Dopo il 1985 questa esperienza maturata nell’ampliamento del patrimonio della Banca Toscana veniva trasformata nella gestione delle collezioni di Banca Monte dei Paschi di Siena nel momento in cui si decideva di arredare le sedi di rappresentanza, la scelta fu di proseguire quella linea di acquisizione che documentava la produzione italiana fra le due guerre e che consentì alla Banca Monte dei Paschi di Siena di affiancare al tradizionale collezionismo di arte antica una nuova attenzione per l’arte contemporanea. A questa seconda fase si deve l’acquisto dei due bronzi di Andreotti, “La Ciliegiara” e “La Limonara” che arricchiscono la documentazione sull’arte in Toscana, integrazioni sulla Scuola Romana con un raro “Autoritratto”(1923) di Carlo Socrate artista caro a Roberto Longhi ed un’insolita “Natura Morta”(1956) di Fausto Pirandello.
La consistenza della collezione ha così permesso di costruire un percorso espositivo che ripercorre una possibile geografia tematica dagli anni venti agli anni quaranta, e la coerenza visiva che ne risulta costituisce la conferma di una collezione consapevolmente orientata, pur nei limiti imposti ad una promozione particolare come quella rappresentata da un istituto bancario.
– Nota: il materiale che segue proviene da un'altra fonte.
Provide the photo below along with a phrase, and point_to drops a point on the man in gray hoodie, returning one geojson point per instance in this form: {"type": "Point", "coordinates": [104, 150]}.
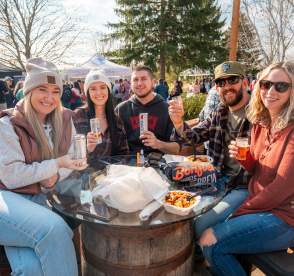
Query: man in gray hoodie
{"type": "Point", "coordinates": [145, 100]}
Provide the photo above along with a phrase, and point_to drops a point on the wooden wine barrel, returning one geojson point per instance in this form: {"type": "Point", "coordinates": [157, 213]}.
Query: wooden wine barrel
{"type": "Point", "coordinates": [137, 251]}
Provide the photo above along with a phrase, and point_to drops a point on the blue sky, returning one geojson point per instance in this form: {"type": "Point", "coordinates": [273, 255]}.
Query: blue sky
{"type": "Point", "coordinates": [94, 15]}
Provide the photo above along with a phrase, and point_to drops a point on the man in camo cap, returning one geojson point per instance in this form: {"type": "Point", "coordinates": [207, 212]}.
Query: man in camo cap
{"type": "Point", "coordinates": [225, 123]}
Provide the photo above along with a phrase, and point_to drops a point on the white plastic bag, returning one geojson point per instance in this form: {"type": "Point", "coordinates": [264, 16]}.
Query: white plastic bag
{"type": "Point", "coordinates": [130, 189]}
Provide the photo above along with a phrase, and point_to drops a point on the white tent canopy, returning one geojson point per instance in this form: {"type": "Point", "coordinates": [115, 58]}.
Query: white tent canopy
{"type": "Point", "coordinates": [110, 69]}
{"type": "Point", "coordinates": [195, 72]}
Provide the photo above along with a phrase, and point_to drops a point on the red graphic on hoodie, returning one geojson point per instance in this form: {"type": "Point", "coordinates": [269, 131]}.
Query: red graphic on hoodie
{"type": "Point", "coordinates": [152, 122]}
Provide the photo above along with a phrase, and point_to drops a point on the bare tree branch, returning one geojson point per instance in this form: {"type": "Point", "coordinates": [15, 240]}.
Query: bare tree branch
{"type": "Point", "coordinates": [30, 28]}
{"type": "Point", "coordinates": [273, 21]}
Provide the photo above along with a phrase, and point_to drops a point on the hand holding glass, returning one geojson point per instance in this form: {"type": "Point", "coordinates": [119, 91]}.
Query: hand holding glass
{"type": "Point", "coordinates": [243, 147]}
{"type": "Point", "coordinates": [96, 129]}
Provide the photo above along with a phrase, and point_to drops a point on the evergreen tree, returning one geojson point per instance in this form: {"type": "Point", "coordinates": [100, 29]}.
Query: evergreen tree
{"type": "Point", "coordinates": [248, 51]}
{"type": "Point", "coordinates": [172, 34]}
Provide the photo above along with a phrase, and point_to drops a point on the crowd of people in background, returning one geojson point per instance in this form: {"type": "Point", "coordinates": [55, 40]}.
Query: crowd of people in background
{"type": "Point", "coordinates": [73, 96]}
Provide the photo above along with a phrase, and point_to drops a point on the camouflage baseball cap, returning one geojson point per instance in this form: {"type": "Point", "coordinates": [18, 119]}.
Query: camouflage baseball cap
{"type": "Point", "coordinates": [229, 68]}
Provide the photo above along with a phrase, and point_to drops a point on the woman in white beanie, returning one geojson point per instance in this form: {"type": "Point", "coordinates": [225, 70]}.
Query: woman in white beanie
{"type": "Point", "coordinates": [99, 99]}
{"type": "Point", "coordinates": [35, 142]}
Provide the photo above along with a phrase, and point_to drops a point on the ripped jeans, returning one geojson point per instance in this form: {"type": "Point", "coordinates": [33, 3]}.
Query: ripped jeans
{"type": "Point", "coordinates": [37, 241]}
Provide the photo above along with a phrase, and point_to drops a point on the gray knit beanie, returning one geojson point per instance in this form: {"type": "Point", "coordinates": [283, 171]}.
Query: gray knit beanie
{"type": "Point", "coordinates": [96, 75]}
{"type": "Point", "coordinates": [40, 71]}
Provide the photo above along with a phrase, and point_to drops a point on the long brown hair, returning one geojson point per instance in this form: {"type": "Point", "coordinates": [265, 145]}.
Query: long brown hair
{"type": "Point", "coordinates": [258, 113]}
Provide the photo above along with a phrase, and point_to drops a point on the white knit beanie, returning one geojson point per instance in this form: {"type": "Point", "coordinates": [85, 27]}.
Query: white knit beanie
{"type": "Point", "coordinates": [40, 71]}
{"type": "Point", "coordinates": [94, 76]}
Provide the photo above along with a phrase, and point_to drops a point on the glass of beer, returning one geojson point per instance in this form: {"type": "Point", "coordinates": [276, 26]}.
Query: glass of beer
{"type": "Point", "coordinates": [80, 147]}
{"type": "Point", "coordinates": [243, 147]}
{"type": "Point", "coordinates": [178, 100]}
{"type": "Point", "coordinates": [96, 129]}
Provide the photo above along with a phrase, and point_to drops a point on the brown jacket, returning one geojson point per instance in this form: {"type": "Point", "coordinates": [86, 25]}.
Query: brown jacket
{"type": "Point", "coordinates": [28, 144]}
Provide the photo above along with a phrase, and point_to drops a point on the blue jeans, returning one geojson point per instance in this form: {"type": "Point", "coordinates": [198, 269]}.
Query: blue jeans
{"type": "Point", "coordinates": [252, 233]}
{"type": "Point", "coordinates": [221, 211]}
{"type": "Point", "coordinates": [37, 241]}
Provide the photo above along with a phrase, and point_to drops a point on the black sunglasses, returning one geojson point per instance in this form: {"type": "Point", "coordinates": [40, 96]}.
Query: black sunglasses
{"type": "Point", "coordinates": [230, 80]}
{"type": "Point", "coordinates": [280, 86]}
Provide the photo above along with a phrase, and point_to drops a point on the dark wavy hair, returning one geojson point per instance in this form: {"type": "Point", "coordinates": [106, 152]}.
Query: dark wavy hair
{"type": "Point", "coordinates": [110, 117]}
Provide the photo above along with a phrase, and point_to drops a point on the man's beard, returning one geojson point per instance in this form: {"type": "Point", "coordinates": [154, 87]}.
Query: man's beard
{"type": "Point", "coordinates": [142, 96]}
{"type": "Point", "coordinates": [238, 98]}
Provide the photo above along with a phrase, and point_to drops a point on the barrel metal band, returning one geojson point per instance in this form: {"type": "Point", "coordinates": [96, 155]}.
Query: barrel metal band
{"type": "Point", "coordinates": [152, 269]}
{"type": "Point", "coordinates": [127, 232]}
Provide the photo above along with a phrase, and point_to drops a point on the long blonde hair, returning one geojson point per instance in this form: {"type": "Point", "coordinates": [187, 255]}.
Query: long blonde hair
{"type": "Point", "coordinates": [55, 119]}
{"type": "Point", "coordinates": [258, 113]}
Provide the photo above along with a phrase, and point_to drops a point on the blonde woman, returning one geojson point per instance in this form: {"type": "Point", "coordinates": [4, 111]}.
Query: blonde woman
{"type": "Point", "coordinates": [35, 142]}
{"type": "Point", "coordinates": [265, 220]}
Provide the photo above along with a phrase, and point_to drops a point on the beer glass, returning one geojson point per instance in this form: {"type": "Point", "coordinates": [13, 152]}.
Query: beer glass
{"type": "Point", "coordinates": [96, 129]}
{"type": "Point", "coordinates": [80, 146]}
{"type": "Point", "coordinates": [178, 99]}
{"type": "Point", "coordinates": [143, 122]}
{"type": "Point", "coordinates": [243, 147]}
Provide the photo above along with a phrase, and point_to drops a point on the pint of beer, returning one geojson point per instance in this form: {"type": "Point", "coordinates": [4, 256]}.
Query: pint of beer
{"type": "Point", "coordinates": [143, 121]}
{"type": "Point", "coordinates": [80, 146]}
{"type": "Point", "coordinates": [243, 147]}
{"type": "Point", "coordinates": [95, 128]}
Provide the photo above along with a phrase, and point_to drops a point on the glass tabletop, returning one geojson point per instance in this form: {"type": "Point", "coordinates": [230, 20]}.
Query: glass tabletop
{"type": "Point", "coordinates": [72, 197]}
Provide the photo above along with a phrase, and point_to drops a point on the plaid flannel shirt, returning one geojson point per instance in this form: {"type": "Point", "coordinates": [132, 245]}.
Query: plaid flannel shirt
{"type": "Point", "coordinates": [213, 130]}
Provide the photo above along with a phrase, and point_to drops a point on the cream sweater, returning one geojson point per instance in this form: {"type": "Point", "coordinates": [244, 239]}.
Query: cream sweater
{"type": "Point", "coordinates": [14, 172]}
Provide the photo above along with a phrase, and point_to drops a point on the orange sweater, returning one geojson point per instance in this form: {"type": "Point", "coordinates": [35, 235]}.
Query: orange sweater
{"type": "Point", "coordinates": [271, 163]}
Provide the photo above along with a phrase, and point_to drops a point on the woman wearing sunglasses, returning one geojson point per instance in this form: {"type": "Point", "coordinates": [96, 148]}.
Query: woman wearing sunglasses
{"type": "Point", "coordinates": [35, 146]}
{"type": "Point", "coordinates": [265, 220]}
{"type": "Point", "coordinates": [113, 140]}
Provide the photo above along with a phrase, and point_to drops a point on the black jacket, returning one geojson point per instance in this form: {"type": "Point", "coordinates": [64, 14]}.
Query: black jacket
{"type": "Point", "coordinates": [158, 121]}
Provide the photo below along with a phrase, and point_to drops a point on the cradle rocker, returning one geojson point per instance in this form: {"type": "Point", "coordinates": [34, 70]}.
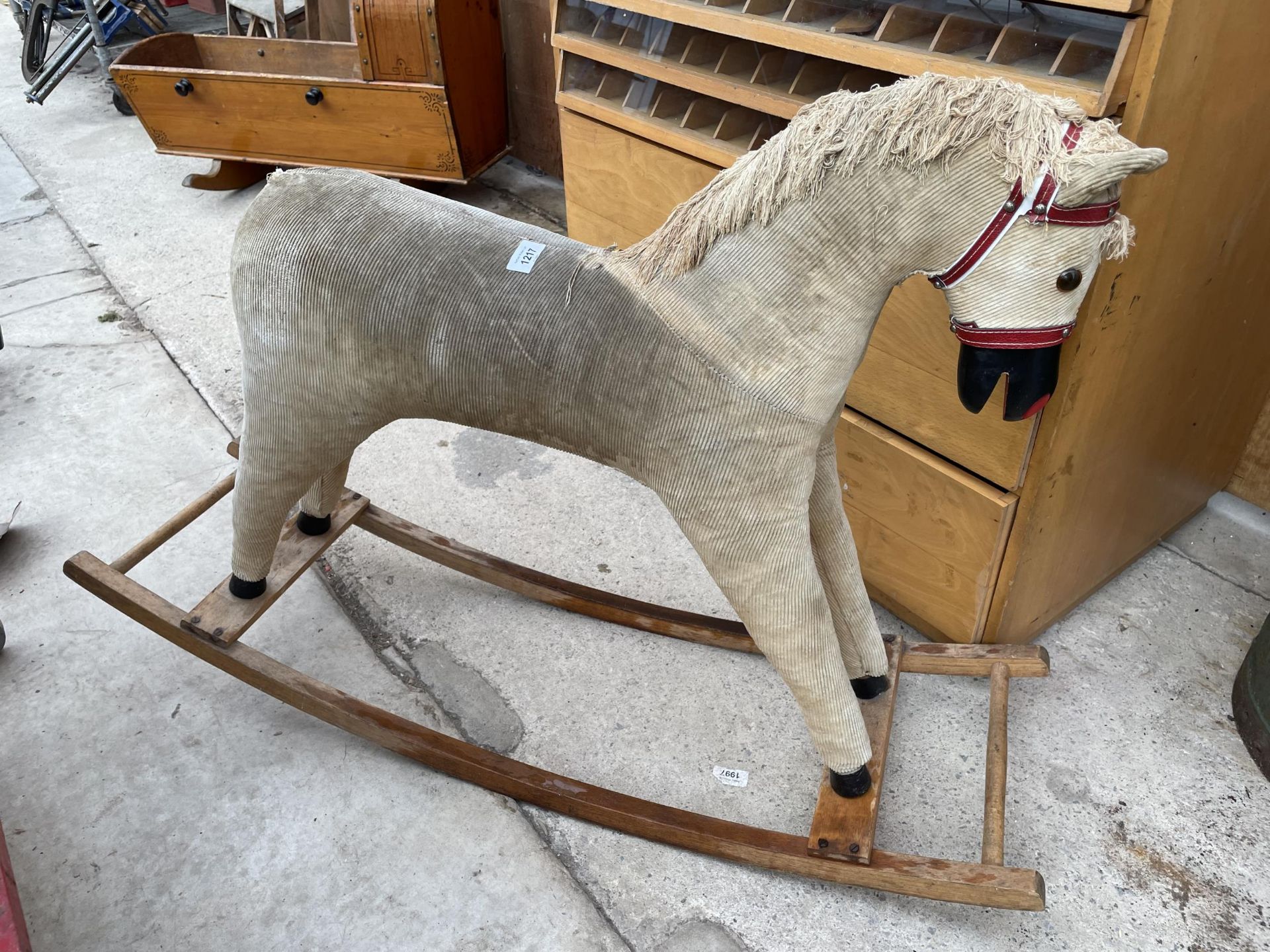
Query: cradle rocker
{"type": "Point", "coordinates": [839, 847]}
La presenza di un nucleo cospicuo di opere su carta molte delle quali in stretta connessione con le pitture avvalora questa ipotesi e testimonia un ulteriore collegamento con le tendenze degli studi specialistici, risalgono proprio agli anni Ottanta gli interessi per il disegno del Novecento cui restituisce una dignità pari a quella di cui questa tecnica godeva per l’arte di epoca moderna. Spiccano in questa sezione una serie di tempere di Severini ed un gruppo di studi ad acquerello per costumi teatrali di Giorgio De Chirico.
Il percorso della mostra termina con un gruppo di opere mantovane che si apre con “Mantova di Notte” (1900) di Vindizio Nodari Pesenti, un dipinto poco noto ma esemplare per l’attenzione all’iconografia contemporanea e la tecnica aggiornata sui linguaggi post impressionisti. La sezione ad eccezione di questo olio su tela è dedicato alle opere di proprietà della Fondazione Banca Agricola Mantovana da sempre attenta all’acquisto e alla valorizzazione di artisti mantovani del Novecento o comunque attivi nel territorio. Tra le opere più significative della raccolta “Il Ritratto della Moglie che Allatta la Figlia”(1929) di Ugo Celada da Virgilio e “La Merenda ai Contadini”(1939) di Archimede Bresciani da Gazoldo opere allineate alle iconografie del Novecento Italiano, “Il Minatore”(1948) di Umberto Maria Baldassari che deve il nome d’arte “BUM” all’inventiva di Marinetti e due sculture “La Ginnasta” di Vindizo Nodari Presenti e “L’attesa” di Giuseppe Gorni che documenta nell’artista la ripresa della scultura al ritorno della seconda guerra mondiale.
Inoltre la mostra sarà accompagnata dal catalogo in cui compariranno le opere nella stessa sequenza del percorso espositivo raggruppate tematicamente, ed introdotte da testi che guideranno la lettura per il pubblico.